In his speech before the American Legion this morning, President Bush called upon Congress and the states to insure that our national flag has the "constitutional protection it deserves." He was referring, of course, to passing a constitutional amendment to criminalize flag burning. Apparently Mr. Bush wants to extend constitutional protection to inanimate objects, while ignoring or undermining protections citizens were granted in our Bill of Rights, the first ten amendments to that same Constitution.
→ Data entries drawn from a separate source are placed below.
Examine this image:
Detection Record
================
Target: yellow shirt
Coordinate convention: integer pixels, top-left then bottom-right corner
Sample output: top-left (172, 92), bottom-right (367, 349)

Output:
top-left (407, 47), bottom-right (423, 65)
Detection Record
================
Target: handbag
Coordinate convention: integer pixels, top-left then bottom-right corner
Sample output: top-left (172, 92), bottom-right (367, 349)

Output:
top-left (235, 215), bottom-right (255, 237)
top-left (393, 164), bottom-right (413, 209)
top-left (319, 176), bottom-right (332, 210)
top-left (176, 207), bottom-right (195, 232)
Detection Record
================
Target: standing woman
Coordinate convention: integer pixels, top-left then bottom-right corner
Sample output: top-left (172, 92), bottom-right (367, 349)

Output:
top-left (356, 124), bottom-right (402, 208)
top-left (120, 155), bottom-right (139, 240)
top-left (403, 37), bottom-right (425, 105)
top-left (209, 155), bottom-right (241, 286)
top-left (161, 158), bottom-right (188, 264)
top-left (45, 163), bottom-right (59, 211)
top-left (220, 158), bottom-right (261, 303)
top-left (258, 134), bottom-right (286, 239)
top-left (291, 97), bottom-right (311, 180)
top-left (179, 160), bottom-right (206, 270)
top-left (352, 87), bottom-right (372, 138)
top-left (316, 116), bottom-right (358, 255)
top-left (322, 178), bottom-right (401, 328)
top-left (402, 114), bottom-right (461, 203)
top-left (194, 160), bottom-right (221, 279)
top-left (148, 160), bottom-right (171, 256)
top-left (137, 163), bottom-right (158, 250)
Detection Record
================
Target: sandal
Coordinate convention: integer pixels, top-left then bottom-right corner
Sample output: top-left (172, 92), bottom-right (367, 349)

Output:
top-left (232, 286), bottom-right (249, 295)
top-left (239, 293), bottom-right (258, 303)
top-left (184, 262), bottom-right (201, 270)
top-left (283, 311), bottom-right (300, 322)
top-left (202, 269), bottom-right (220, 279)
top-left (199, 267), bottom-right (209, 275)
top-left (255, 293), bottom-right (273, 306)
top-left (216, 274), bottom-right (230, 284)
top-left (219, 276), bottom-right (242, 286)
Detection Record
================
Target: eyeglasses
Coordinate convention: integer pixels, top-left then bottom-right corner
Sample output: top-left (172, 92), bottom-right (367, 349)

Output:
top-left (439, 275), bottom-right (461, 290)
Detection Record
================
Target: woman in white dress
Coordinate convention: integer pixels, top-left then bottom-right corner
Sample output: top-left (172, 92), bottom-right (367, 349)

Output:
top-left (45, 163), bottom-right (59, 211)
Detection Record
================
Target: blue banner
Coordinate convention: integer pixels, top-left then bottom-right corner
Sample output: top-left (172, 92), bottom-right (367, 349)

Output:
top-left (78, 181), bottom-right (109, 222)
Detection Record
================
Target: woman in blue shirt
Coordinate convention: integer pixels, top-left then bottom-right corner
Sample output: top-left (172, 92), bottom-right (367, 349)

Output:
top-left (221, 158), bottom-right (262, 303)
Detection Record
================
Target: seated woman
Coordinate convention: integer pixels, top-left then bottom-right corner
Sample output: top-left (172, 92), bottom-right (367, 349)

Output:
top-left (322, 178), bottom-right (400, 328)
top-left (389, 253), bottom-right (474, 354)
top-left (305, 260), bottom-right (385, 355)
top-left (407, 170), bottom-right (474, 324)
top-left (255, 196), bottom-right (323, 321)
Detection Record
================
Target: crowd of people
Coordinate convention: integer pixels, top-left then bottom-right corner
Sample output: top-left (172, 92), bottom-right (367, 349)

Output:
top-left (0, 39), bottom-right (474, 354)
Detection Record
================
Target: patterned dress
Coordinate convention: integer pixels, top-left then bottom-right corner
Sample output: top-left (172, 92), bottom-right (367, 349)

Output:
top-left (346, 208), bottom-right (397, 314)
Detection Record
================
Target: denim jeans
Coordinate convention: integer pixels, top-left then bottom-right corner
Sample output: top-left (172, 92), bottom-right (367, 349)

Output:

Over the weekend, a New York Times editorial urged Congress to take these immediate steps to reverse the President's assault on civil liberties: restore habeas corpus, our "ancient right to challenge [our] imprisonment in court"; stop illegal spying on American citizens by restoring judicial oversight; define torture and ban it, rather than leaving it up to the President to decide what constitutes torture; ban secret evidence and evidence obtained by torture, and define the parameters of classified evidence; define "enemy combatant," a designation currently determined by the Decider, through which he can imprison anyone for any length of time, with no accountability; "respect the right to counsel," rather than authorizing government surveillance of communications between prisoners and lawyers; and to regain our moral authority in the international community, halt extraordinary renditions, account for "ghost prisoners," and close CIA prisons.
Surely redressing these egregious assaults on the Constitution should take precedence over protecting the flag--and it would not require a constitutional amendment to do so, either. It would only require Congress to hold the President accountable for "high crimes and misdemeanors."